SleepingStandingUp · 24/04/2020 11:07

@crazydiamond222 mint would have been dead, so corner one who wouldn't have been a difficult eater 50 years ago. Pesky kids messing up the difficult water stats with their lives

Booboostwo · 24/04/2020 11:12

Zootastic my DM nearly died as a toddler in post war Greece because she refused to eat the few foods her parents could find for her. It has nothing to do with the availability of other foods or the temptation of 'unhealthy' foods. ARFID is a complex disorder with a variety of sometimes interrelated causes, sometimes physical, sometimes sensory, sometimes emotional. It is not well understood at all, but dismissing it is naive and prejudiced by your own, very limited, experiences.

differentnameforthis · 24/04/2020 11:14

@Zootastic Oh my god I give up with you lot. It was easier before the supermarkets stocked half their shelves with rubbish - but to acknowledge you all “YES feeding children has never been a fun task” happy now? Oh my god

Can you not just admit you got it wrong, instead of getting defensive? It may have seemed easier 50 odd yrs ago, but that was also the time of children should be seen and not heard, and getting a whipping if you so much as looked like you didn't like your dinner.

The days where even the women of the house was too scared not to cook what dad wanted/liked!

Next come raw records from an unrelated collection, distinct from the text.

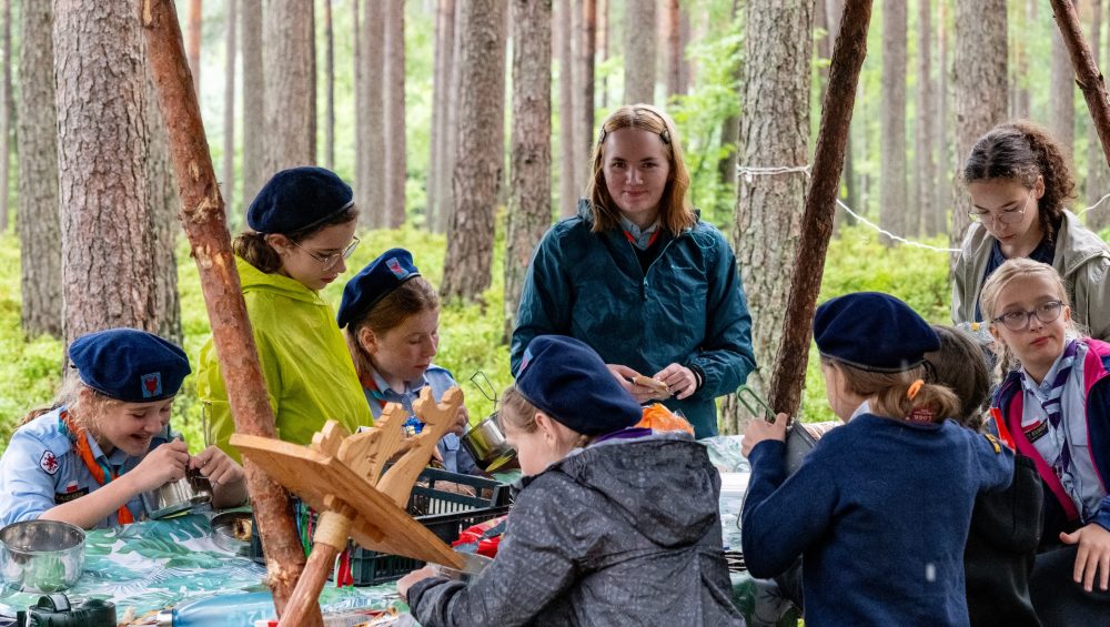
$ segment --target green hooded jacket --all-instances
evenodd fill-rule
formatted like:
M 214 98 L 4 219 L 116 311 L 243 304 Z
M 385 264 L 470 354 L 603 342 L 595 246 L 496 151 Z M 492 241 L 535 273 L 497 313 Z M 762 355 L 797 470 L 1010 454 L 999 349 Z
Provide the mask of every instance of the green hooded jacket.
M 332 306 L 295 279 L 266 274 L 238 256 L 235 267 L 278 437 L 309 444 L 329 419 L 351 433 L 374 424 Z M 235 425 L 211 338 L 201 348 L 196 395 L 209 421 L 205 437 L 239 459 L 228 442 Z

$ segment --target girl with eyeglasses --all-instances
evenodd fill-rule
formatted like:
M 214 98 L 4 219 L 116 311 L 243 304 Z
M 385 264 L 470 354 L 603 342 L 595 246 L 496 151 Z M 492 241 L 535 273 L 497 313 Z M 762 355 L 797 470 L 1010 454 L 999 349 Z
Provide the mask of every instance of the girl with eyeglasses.
M 952 271 L 952 321 L 985 322 L 983 282 L 1028 257 L 1060 273 L 1076 321 L 1110 341 L 1110 247 L 1064 208 L 1076 182 L 1060 144 L 1030 122 L 999 124 L 971 148 L 962 178 L 971 226 Z
M 329 419 L 351 433 L 373 424 L 335 312 L 319 293 L 346 271 L 359 245 L 352 198 L 334 172 L 283 170 L 251 203 L 252 231 L 233 243 L 278 435 L 295 444 L 311 443 Z M 228 443 L 235 425 L 211 340 L 196 374 L 213 444 L 238 458 Z
M 1110 617 L 1110 344 L 1081 335 L 1063 281 L 1028 259 L 1003 263 L 982 312 L 1010 367 L 991 413 L 1037 466 L 1045 494 L 1030 589 L 1045 625 Z

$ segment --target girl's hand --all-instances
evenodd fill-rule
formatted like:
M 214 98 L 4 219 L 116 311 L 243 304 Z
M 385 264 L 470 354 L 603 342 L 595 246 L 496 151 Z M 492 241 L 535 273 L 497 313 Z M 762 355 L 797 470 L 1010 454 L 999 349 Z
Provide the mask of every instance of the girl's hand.
M 401 598 L 405 599 L 405 603 L 408 603 L 408 588 L 413 587 L 413 584 L 416 582 L 422 582 L 428 577 L 435 577 L 435 570 L 431 566 L 413 570 L 397 580 L 397 594 L 401 595 Z
M 774 423 L 768 423 L 764 419 L 748 422 L 747 428 L 744 429 L 744 444 L 740 446 L 740 453 L 747 457 L 751 454 L 751 449 L 755 448 L 756 444 L 765 439 L 786 442 L 786 425 L 789 422 L 790 416 L 786 414 L 776 416 Z
M 1106 591 L 1110 587 L 1110 530 L 1098 523 L 1091 523 L 1074 533 L 1061 533 L 1060 540 L 1064 544 L 1079 544 L 1072 573 L 1076 583 L 1082 584 L 1084 590 L 1092 591 L 1094 575 L 1101 570 L 1099 587 Z
M 174 439 L 148 453 L 128 475 L 138 482 L 138 492 L 149 492 L 184 477 L 188 466 L 189 447 Z
M 667 390 L 675 398 L 682 401 L 697 392 L 697 377 L 694 371 L 678 364 L 670 364 L 652 377 L 667 384 Z
M 189 467 L 200 471 L 212 484 L 213 489 L 242 482 L 245 477 L 243 467 L 214 444 L 193 457 L 189 462 Z

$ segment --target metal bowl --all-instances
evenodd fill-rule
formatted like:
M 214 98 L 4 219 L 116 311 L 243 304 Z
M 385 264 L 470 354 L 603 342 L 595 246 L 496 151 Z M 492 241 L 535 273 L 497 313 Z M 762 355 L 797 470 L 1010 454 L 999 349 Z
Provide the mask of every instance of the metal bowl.
M 516 458 L 516 451 L 505 442 L 505 434 L 497 425 L 496 412 L 467 429 L 462 441 L 474 457 L 474 463 L 487 473 L 493 473 Z
M 57 520 L 23 520 L 0 529 L 0 576 L 24 593 L 73 586 L 84 568 L 84 532 Z

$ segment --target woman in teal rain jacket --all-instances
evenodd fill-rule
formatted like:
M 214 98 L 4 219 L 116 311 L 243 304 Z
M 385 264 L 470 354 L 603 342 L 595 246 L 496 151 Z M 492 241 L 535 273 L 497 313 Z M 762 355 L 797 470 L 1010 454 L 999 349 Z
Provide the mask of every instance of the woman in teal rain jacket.
M 528 267 L 512 368 L 537 335 L 582 340 L 638 402 L 717 434 L 715 398 L 755 367 L 751 318 L 731 247 L 686 198 L 674 123 L 647 104 L 602 124 L 588 200 L 555 224 Z

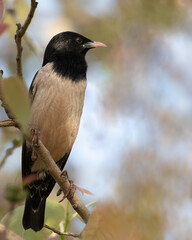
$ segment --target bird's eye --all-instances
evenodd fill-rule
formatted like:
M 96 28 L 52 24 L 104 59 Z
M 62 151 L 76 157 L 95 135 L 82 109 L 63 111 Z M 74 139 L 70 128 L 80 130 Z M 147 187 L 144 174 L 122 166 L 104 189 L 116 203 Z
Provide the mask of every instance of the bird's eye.
M 76 41 L 77 41 L 79 44 L 81 44 L 81 43 L 83 42 L 81 38 L 76 38 Z

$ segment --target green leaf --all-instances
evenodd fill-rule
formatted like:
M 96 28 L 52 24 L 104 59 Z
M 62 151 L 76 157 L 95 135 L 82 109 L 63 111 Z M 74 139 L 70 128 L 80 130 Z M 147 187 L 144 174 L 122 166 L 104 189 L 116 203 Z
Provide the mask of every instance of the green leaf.
M 5 78 L 0 81 L 0 94 L 22 132 L 28 135 L 30 100 L 25 83 L 19 77 Z
M 43 228 L 39 232 L 34 232 L 33 230 L 24 230 L 22 226 L 22 217 L 23 217 L 24 206 L 17 207 L 14 209 L 13 214 L 11 216 L 11 221 L 9 225 L 9 229 L 13 232 L 17 233 L 25 240 L 40 240 L 40 239 L 48 239 L 51 234 L 51 231 Z M 2 220 L 1 223 L 6 223 L 7 214 Z M 61 204 L 55 201 L 47 200 L 46 202 L 46 210 L 45 210 L 45 224 L 59 229 L 59 223 L 64 218 L 64 208 Z

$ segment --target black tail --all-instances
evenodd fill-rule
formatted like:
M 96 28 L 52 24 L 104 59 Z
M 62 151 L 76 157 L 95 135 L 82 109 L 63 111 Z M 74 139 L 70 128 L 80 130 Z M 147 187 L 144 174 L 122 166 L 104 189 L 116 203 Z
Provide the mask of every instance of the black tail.
M 58 167 L 63 170 L 68 159 L 68 154 L 57 162 Z M 34 161 L 31 160 L 31 150 L 27 148 L 26 143 L 23 144 L 22 151 L 22 177 L 23 179 L 33 174 L 31 172 Z M 34 231 L 40 231 L 44 225 L 45 203 L 46 198 L 51 193 L 55 185 L 55 180 L 47 172 L 41 180 L 31 182 L 25 189 L 28 197 L 25 202 L 25 210 L 23 215 L 24 229 L 32 228 Z
M 25 230 L 32 228 L 35 232 L 40 231 L 44 225 L 45 202 L 43 199 L 38 209 L 33 210 L 31 198 L 27 198 L 25 202 L 25 210 L 23 215 L 23 227 Z

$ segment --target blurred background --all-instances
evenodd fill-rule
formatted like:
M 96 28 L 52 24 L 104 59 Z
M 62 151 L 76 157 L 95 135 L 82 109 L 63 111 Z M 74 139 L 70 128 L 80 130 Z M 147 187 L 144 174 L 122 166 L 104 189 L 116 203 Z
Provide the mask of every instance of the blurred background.
M 29 4 L 4 2 L 4 77 L 16 74 L 15 22 L 25 20 Z M 94 193 L 85 203 L 112 202 L 126 213 L 119 221 L 134 233 L 117 239 L 191 239 L 191 13 L 191 0 L 39 0 L 23 41 L 28 87 L 55 34 L 75 31 L 108 46 L 87 55 L 85 105 L 66 169 Z M 15 129 L 0 129 L 0 159 L 15 138 Z M 20 155 L 17 148 L 0 169 L 0 217 L 4 186 L 21 181 Z

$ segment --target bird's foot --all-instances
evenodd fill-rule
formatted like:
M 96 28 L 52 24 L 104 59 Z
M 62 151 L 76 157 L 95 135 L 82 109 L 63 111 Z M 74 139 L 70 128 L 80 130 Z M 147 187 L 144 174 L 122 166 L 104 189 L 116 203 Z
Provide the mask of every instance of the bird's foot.
M 36 151 L 34 150 L 34 146 L 37 147 L 39 145 L 39 136 L 40 136 L 40 133 L 37 129 L 35 128 L 32 128 L 31 129 L 31 144 L 32 144 L 32 155 L 31 155 L 31 159 L 33 161 L 37 160 L 37 153 Z
M 77 186 L 73 183 L 73 181 L 69 180 L 67 171 L 63 171 L 61 173 L 61 176 L 69 181 L 69 188 L 67 192 L 64 193 L 62 199 L 59 202 L 62 202 L 65 198 L 72 198 L 77 188 Z M 61 193 L 62 193 L 62 189 L 60 188 L 57 192 L 57 196 L 60 196 Z

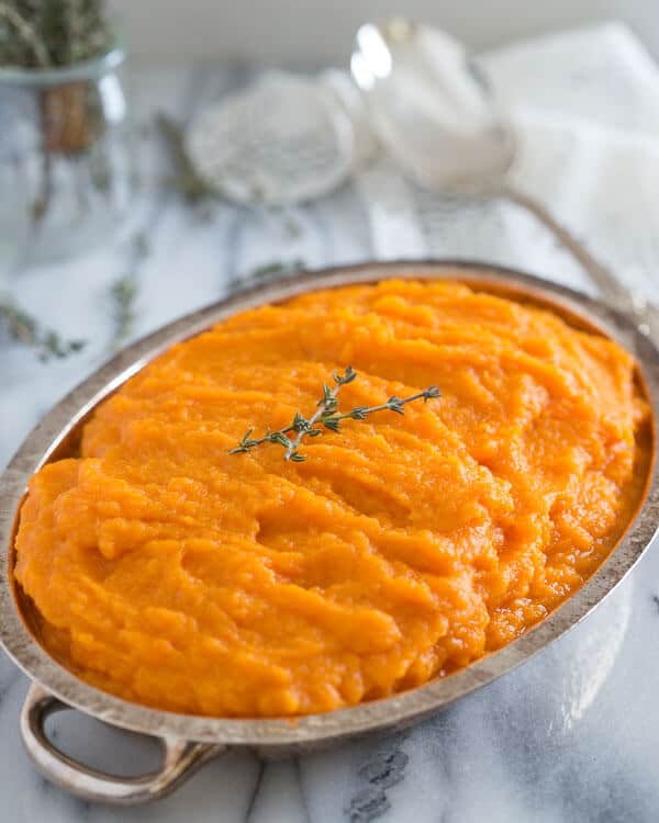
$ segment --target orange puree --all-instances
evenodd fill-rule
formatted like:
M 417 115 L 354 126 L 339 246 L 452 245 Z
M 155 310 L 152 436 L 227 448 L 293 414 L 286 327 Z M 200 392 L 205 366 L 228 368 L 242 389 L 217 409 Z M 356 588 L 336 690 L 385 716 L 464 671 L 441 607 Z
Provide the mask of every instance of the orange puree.
M 305 439 L 247 428 L 436 384 L 405 415 Z M 466 666 L 541 620 L 639 495 L 634 361 L 453 282 L 327 290 L 174 346 L 30 483 L 15 576 L 51 653 L 127 700 L 322 712 Z

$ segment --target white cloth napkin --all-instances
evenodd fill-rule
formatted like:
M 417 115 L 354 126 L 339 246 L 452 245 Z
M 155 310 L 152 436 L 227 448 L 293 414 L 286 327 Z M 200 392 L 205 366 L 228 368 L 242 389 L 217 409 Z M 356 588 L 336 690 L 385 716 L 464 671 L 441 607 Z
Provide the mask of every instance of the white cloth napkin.
M 630 285 L 659 283 L 659 70 L 622 23 L 482 56 L 521 138 L 515 183 Z M 482 259 L 592 290 L 518 206 L 423 191 L 386 158 L 357 173 L 379 259 Z

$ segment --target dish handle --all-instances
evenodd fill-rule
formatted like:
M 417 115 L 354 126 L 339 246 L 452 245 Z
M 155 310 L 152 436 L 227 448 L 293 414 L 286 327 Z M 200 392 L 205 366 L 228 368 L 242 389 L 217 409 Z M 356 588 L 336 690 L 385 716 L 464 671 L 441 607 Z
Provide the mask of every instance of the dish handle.
M 191 777 L 225 746 L 158 737 L 163 763 L 157 771 L 138 777 L 115 777 L 75 760 L 47 739 L 45 721 L 57 711 L 70 709 L 42 686 L 32 684 L 21 711 L 21 736 L 27 755 L 51 782 L 98 803 L 133 805 L 163 798 Z

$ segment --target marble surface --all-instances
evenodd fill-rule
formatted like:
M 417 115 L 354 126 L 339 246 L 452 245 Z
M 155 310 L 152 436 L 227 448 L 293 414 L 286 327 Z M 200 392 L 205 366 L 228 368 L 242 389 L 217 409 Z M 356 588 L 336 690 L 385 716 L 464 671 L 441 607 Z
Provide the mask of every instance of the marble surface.
M 189 117 L 246 79 L 209 66 L 135 72 L 135 111 Z M 141 142 L 145 176 L 165 168 Z M 109 356 L 110 284 L 139 283 L 135 334 L 217 298 L 272 259 L 308 267 L 372 256 L 366 212 L 346 187 L 288 213 L 185 208 L 175 194 L 135 195 L 130 225 L 107 247 L 66 264 L 7 273 L 1 285 L 63 335 L 87 339 L 65 361 L 38 363 L 0 341 L 0 462 L 58 397 Z M 137 259 L 131 238 L 146 230 Z M 525 230 L 525 229 L 522 229 Z M 528 227 L 528 232 L 536 230 Z M 485 250 L 487 252 L 487 250 Z M 513 261 L 514 262 L 514 261 Z M 406 733 L 313 756 L 264 763 L 234 752 L 170 798 L 118 810 L 76 800 L 31 767 L 19 739 L 26 678 L 0 656 L 0 819 L 12 823 L 471 823 L 659 820 L 659 551 L 650 550 L 600 609 L 521 669 Z M 153 763 L 147 742 L 66 712 L 65 751 L 114 771 Z

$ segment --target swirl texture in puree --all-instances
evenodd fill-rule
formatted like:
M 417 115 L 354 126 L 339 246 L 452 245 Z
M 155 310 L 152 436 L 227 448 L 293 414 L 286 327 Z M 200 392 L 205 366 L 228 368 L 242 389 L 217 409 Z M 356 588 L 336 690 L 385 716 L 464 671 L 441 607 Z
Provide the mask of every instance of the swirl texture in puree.
M 306 439 L 247 428 L 428 385 Z M 179 343 L 31 481 L 15 577 L 42 642 L 127 700 L 294 715 L 387 696 L 517 638 L 624 530 L 647 407 L 629 354 L 455 282 L 310 293 Z

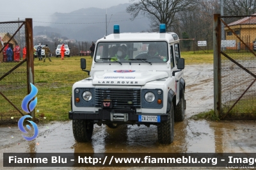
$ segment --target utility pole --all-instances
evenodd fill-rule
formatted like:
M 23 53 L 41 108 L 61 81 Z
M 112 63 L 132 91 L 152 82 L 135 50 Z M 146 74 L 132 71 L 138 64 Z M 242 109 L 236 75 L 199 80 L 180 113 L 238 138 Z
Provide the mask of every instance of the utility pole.
M 106 36 L 108 35 L 108 26 L 107 26 L 107 8 L 106 8 Z

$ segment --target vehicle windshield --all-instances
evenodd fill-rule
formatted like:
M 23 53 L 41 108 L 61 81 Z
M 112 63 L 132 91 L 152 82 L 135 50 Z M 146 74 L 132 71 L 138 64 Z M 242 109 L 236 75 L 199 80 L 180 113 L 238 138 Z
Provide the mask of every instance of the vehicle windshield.
M 166 42 L 99 42 L 97 44 L 95 62 L 156 62 L 168 60 Z
M 57 49 L 60 49 L 62 45 L 58 45 Z M 67 45 L 64 45 L 65 49 L 68 49 L 68 46 Z

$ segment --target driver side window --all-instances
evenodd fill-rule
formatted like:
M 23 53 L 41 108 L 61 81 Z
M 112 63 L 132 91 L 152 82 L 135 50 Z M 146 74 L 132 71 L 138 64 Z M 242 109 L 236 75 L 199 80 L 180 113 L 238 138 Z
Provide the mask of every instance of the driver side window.
M 174 56 L 175 58 L 176 65 L 178 63 L 178 59 L 180 58 L 180 46 L 179 43 L 174 44 Z
M 173 59 L 173 46 L 171 45 L 170 47 L 170 54 L 171 59 L 171 68 L 174 67 L 174 59 Z

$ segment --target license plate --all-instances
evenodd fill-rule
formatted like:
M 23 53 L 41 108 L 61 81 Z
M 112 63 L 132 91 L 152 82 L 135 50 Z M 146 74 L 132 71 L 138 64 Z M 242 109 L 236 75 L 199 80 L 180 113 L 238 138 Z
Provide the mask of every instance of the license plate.
M 140 122 L 161 122 L 160 116 L 138 115 Z

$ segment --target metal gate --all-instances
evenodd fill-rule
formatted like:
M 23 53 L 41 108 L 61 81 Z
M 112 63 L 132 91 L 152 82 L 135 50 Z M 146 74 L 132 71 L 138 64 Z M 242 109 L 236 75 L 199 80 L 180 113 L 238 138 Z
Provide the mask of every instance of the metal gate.
M 214 111 L 256 118 L 256 16 L 214 16 Z
M 34 83 L 33 52 L 31 19 L 0 22 L 0 124 L 27 114 L 21 102 Z

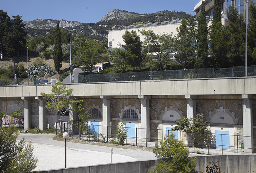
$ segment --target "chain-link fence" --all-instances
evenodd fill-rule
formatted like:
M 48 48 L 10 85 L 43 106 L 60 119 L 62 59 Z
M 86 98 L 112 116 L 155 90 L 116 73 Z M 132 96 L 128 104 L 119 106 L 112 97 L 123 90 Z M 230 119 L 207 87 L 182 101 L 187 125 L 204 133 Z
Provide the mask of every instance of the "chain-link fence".
M 80 75 L 79 83 L 197 79 L 245 76 L 245 66 L 225 69 L 197 69 L 165 71 L 149 71 Z M 256 76 L 256 66 L 247 66 L 247 76 Z
M 15 83 L 17 84 L 22 85 L 37 85 L 42 82 L 49 82 L 54 84 L 59 81 L 63 81 L 67 76 L 59 76 L 58 78 L 51 77 L 44 77 L 40 78 L 28 80 L 27 78 L 17 78 L 15 79 Z M 7 86 L 14 83 L 13 78 L 0 79 L 0 86 Z
M 111 141 L 117 142 L 118 140 L 116 138 L 116 126 L 107 126 L 88 124 L 86 125 L 87 130 L 82 132 L 76 127 L 75 123 L 65 122 L 63 123 L 62 126 L 64 128 L 62 131 L 69 132 L 72 139 L 99 142 L 102 142 L 104 140 L 105 142 L 107 143 Z M 103 132 L 103 129 L 105 130 L 105 133 Z M 60 130 L 59 128 L 58 129 Z M 196 152 L 195 148 L 207 150 L 208 154 L 209 149 L 218 150 L 221 151 L 222 154 L 224 150 L 232 150 L 233 152 L 237 152 L 237 154 L 243 153 L 244 148 L 252 149 L 254 153 L 256 151 L 256 148 L 255 148 L 254 146 L 251 148 L 244 146 L 244 141 L 250 141 L 252 138 L 254 141 L 256 141 L 256 137 L 253 137 L 231 135 L 216 132 L 215 133 L 207 133 L 173 131 L 171 129 L 128 127 L 126 127 L 125 131 L 127 132 L 126 138 L 124 144 L 126 145 L 153 148 L 156 142 L 159 142 L 165 135 L 168 135 L 172 132 L 174 134 L 176 138 L 192 148 L 194 153 Z M 143 137 L 142 134 L 144 134 L 144 136 L 148 136 L 147 134 L 150 134 L 150 137 L 146 138 Z M 246 138 L 248 139 L 246 140 L 244 139 Z

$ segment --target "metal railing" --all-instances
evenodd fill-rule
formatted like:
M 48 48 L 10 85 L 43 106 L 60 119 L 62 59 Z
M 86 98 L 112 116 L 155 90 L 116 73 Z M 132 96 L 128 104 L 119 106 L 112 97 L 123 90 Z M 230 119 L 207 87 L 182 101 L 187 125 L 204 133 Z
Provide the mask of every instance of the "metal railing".
M 59 81 L 62 81 L 67 76 L 59 76 L 58 78 L 56 77 L 44 77 L 40 79 L 37 79 L 36 80 L 29 80 L 28 84 L 27 82 L 27 78 L 17 78 L 15 79 L 15 83 L 21 84 L 22 85 L 27 85 L 29 84 L 35 85 L 39 83 L 46 82 L 44 80 L 47 80 L 48 82 L 50 82 L 50 81 L 57 82 Z M 13 84 L 14 83 L 13 78 L 0 79 L 0 86 L 7 86 Z M 54 82 L 55 83 L 55 82 Z
M 213 19 L 213 16 L 207 16 L 208 19 L 210 20 Z M 226 15 L 222 15 L 221 16 L 221 18 L 225 18 L 227 19 L 228 17 Z M 186 19 L 187 20 L 187 19 Z M 197 21 L 196 18 L 195 18 L 195 21 Z M 132 25 L 128 26 L 121 26 L 113 27 L 112 30 L 109 31 L 112 31 L 118 30 L 123 30 L 127 29 L 133 29 L 141 28 L 147 28 L 148 27 L 152 27 L 153 26 L 157 26 L 162 25 L 174 25 L 175 24 L 181 24 L 182 20 L 171 20 L 169 21 L 165 21 L 164 22 L 160 22 L 153 23 L 145 23 L 144 24 L 140 24 L 138 25 Z
M 245 77 L 245 67 L 80 75 L 79 83 Z M 247 76 L 256 76 L 256 66 L 247 66 Z
M 80 140 L 84 140 L 87 141 L 94 141 L 100 142 L 102 141 L 102 136 L 105 136 L 107 142 L 110 140 L 113 140 L 116 142 L 118 140 L 116 137 L 116 131 L 117 126 L 106 126 L 98 125 L 87 125 L 88 128 L 86 131 L 83 132 L 76 127 L 76 125 L 72 124 L 71 125 L 69 123 L 63 122 L 63 127 L 64 129 L 63 131 L 69 131 L 70 134 L 72 134 L 72 139 Z M 66 125 L 64 125 L 66 123 Z M 65 127 L 66 128 L 65 128 Z M 67 127 L 69 127 L 69 128 Z M 107 133 L 102 133 L 102 129 L 103 128 L 107 129 Z M 232 151 L 233 152 L 237 152 L 237 154 L 243 152 L 244 149 L 247 148 L 253 149 L 253 153 L 256 148 L 253 147 L 252 148 L 246 148 L 244 146 L 244 139 L 246 138 L 253 138 L 254 141 L 256 141 L 256 137 L 248 137 L 241 135 L 234 135 L 226 134 L 224 134 L 214 133 L 207 133 L 196 132 L 188 132 L 182 131 L 173 131 L 170 130 L 162 130 L 159 129 L 147 129 L 146 128 L 126 128 L 126 129 L 129 129 L 130 131 L 133 132 L 133 133 L 127 133 L 127 137 L 125 141 L 124 145 L 136 146 L 146 147 L 153 147 L 156 142 L 159 142 L 161 140 L 164 139 L 165 135 L 168 135 L 169 133 L 172 131 L 175 133 L 177 139 L 180 141 L 182 141 L 186 145 L 190 147 L 194 153 L 196 152 L 195 148 L 200 148 L 207 150 L 207 154 L 209 154 L 209 150 L 217 150 L 220 153 L 223 154 L 223 151 L 225 152 Z M 57 129 L 57 128 L 56 128 Z M 96 131 L 93 134 L 93 132 Z M 143 132 L 143 133 L 142 133 Z M 142 138 L 142 133 L 144 133 L 147 136 L 147 134 L 150 133 L 151 136 L 149 138 Z M 190 133 L 189 136 L 192 137 L 192 140 L 191 142 L 189 142 L 188 133 Z M 160 134 L 159 135 L 159 134 Z M 193 139 L 196 139 L 196 136 L 203 134 L 204 139 L 200 142 L 195 142 L 193 140 Z M 57 134 L 57 132 L 56 132 Z M 230 139 L 231 139 L 230 140 Z M 194 141 L 196 141 L 195 139 Z M 234 141 L 233 145 L 231 145 L 229 141 Z M 144 142 L 143 142 L 144 141 Z

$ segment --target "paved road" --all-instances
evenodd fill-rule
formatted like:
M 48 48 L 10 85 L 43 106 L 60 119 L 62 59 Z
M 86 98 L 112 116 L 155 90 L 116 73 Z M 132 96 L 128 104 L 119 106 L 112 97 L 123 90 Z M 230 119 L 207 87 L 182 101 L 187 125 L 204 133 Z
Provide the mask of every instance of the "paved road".
M 17 139 L 25 137 L 31 141 L 34 154 L 38 158 L 37 166 L 33 171 L 46 170 L 65 168 L 65 142 L 52 140 L 54 134 L 21 134 Z M 111 150 L 108 147 L 67 142 L 67 167 L 110 163 Z M 152 152 L 117 148 L 113 148 L 112 163 L 155 159 Z

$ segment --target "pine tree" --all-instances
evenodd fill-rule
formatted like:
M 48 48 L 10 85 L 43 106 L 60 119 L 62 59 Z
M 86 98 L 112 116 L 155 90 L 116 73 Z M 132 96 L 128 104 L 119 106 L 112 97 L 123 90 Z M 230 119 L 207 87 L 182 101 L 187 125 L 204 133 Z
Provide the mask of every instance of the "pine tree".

I have raised 2 kids, one is a great eater, keen to try anything, huge variety of foods etc. She is NT, her sister is autistic has severe sensory issues involving all her senses, and finds eating very difficult, to the point she often cannot eat in front of anyone other than me, her sister and father.

50 years ago "society" would have whipped her arse into eating, and she would have eaten to avoid a whipping.

Thankfully, most of us no longer raise our kids like that!